Trenerzy uczą się za granicą
Na rynku pojawiło się sporo szkoleń dla trenerów. Jednak przedstawiciele renomowanych firm twierdzą, że nie prezentują one właściwego poziomu.
Oferta szkoleń dla trenerów jest coraz bogatsza. Jednak zdania na temat jakości propozycji są w branży podzielone. Lepiej jest ze szkoleniami dotyczącymi sztuki prezentacji czy przemawiania. Jednak treningów typu „komunikacja dla trenerów” praktycznie nikt nie organizuje.

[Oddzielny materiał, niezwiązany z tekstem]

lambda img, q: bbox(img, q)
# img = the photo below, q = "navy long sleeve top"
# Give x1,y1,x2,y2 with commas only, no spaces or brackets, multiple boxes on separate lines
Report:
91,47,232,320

— Nie wiem, gdzie w Polsce można się nauczyć mowy ciała — to, co ja widziałam na konferencjach, treningach i seminariach, było bardzo kiepskie — mówi Małgorzata Kossowska z krakowskiej firmy Sedlak & Sedlak.
Wiele firm sięga po metody zastępcze. Mowy ciała uczą aktorzy teatralni i mimowie, intonacji i dykcji — dziennikarze radiowi. Oddziały międzynarodowych firm dokształcają szkoleniowców w centralach na Zachodzie. Większość z nich ma specjalne, wewnętrzne szkoły trenerskie. Czy jednak można uczyć mowy ciała trenera z Polski i z Hiszpanii na jednym treningu? W tych krajach istnieją różne kultury, a więc i inna jest mowa ciała.

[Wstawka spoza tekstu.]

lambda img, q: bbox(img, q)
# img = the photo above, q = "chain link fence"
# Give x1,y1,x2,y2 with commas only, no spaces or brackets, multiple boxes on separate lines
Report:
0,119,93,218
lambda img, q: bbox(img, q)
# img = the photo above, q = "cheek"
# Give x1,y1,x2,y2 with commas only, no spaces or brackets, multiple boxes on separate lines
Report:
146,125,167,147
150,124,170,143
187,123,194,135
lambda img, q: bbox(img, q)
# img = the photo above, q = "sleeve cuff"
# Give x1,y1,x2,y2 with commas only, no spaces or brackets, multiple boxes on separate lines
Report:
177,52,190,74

— Można szkolić razem ludzi z państw europejskich, są to podobne kraje — uważa Agnieszka Polska z AchieveGlobal.
Duże i średnie polskie firmy szkoleniowe wysyłają trenerów na kursy związane z psychologią. Najgorzej jest z małymi firmami, w których na etatach pracuje kilka osób. Korzystają one często z niesprawdzonych trenerów zewnętrznych. Ci zaś uczą się mowy ciała wyłącznie z książek. Jednak większość specjalistów jest zgodna: umiejętności szkoleniowców będą wzrastać.